Techniques in Random Discrete Structures
University of Athens, Greece, May 22-27.
The aim of this school is to acquaint graduate students and researchers with some of the most exciting phenomena and techniques around random discrete structures. It consists of the following three mini-courses, comprising five 90-minute lectures each.
Amin Coja-Oghlan (Frankfurt): Phase transitions in random structures
Since the early 2000s physicists have put forward exciting predictions on phase transitions in random graphs and the combinatorial phenomena that cause them. Recently significant advances have been made toward putting the physics calculations on a rigorous basis. This has led to fantastic results in the theory of random graphs as well as to breakthroughs in coding theory and related areas. In this lecture series I will give an introduction to this work, from the physics intuition to the rigorous state of the art, and highlight promising future directions.
Will Perkins (Birmingham): Gibbs measures in statistical physics and combinatorics
The hard-core model is a basic model from statistical physics in which gas molecules are represented by vertices of a random independent set from a graph. As the typical density of this independent set increases on a lattice like Z^d, the model undergoes a phase transition from a disordered to an ordered state, which represents a crystallization phase transition in physics.
While Gibbs measures such as the hard-core model were developed in statistical physics, they have proved invaluable in many seemingly distant scientific areas including statistics, machine learning, and combinatorics. In this mini-course, we will focus on the use of Gibbs measures in combinatorics and graph theory, and in particular on the extremal theory of sparse graphs. We will answer questions such as “Which d-regular graph has the most matchings?” using methods that combine probability, statistical physics, and optimization.

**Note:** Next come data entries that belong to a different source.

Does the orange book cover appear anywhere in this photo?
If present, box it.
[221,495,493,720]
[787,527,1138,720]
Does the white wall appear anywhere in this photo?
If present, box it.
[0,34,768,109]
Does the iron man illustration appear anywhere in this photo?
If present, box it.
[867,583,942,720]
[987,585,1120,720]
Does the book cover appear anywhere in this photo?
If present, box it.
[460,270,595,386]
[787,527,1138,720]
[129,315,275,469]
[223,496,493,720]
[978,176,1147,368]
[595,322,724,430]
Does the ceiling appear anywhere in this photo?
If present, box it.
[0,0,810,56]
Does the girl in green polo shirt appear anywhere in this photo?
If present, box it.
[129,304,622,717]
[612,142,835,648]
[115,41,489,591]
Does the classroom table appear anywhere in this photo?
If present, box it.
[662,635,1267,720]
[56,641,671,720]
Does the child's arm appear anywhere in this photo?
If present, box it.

Along the way, many open research problems and directions will be presented. The course will include exercises and some hands-on demonstration of computer-assisted proof techniques.

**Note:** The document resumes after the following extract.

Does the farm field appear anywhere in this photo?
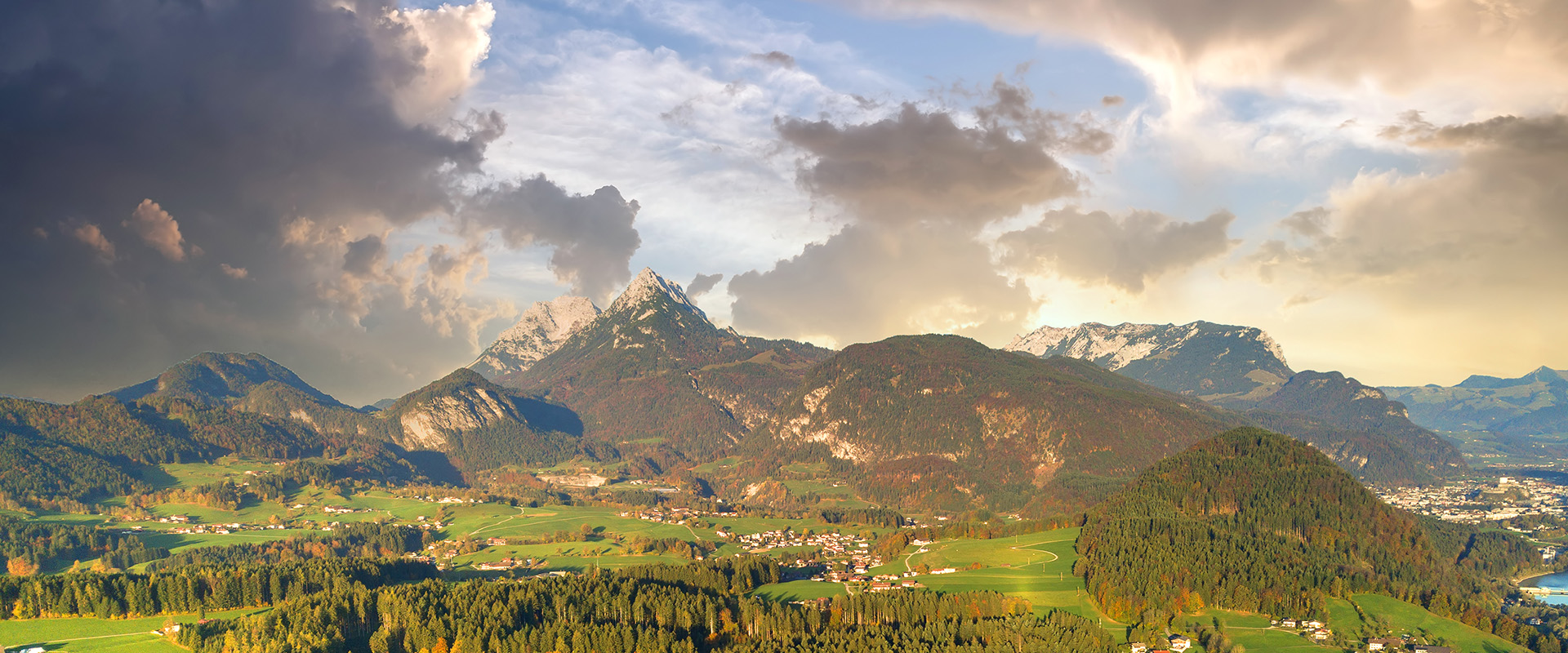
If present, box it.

Stephan Wagner (Stellenbosch): Analytic Combinatorics
The analysis of generating functions is a powerful tool for the exact and asymptotic enumeration of discrete structures as well as the study of parameters of random structures. Typical examples include trees and other types of graphs, words over finite alphabets, permutations, compositions, number partitions and set partitions. I will provide an introduction to some common techniques in this area, such as singularity analysis of generating functions, the saddle point method and the quasi-power theorem. By means of different topical examples, I will show how these methods can be applied to determine asymptotic enumeration formulas as well as limit theorems for random discrete structures.
Participants may also be interested in the
Athens Probability Colloquium
More details and the precise schedule will appear here soon.
Participation is free of charge, but unfortunately we cannot provide financial support. All participants are required to registered; registration guideliness will appear here later.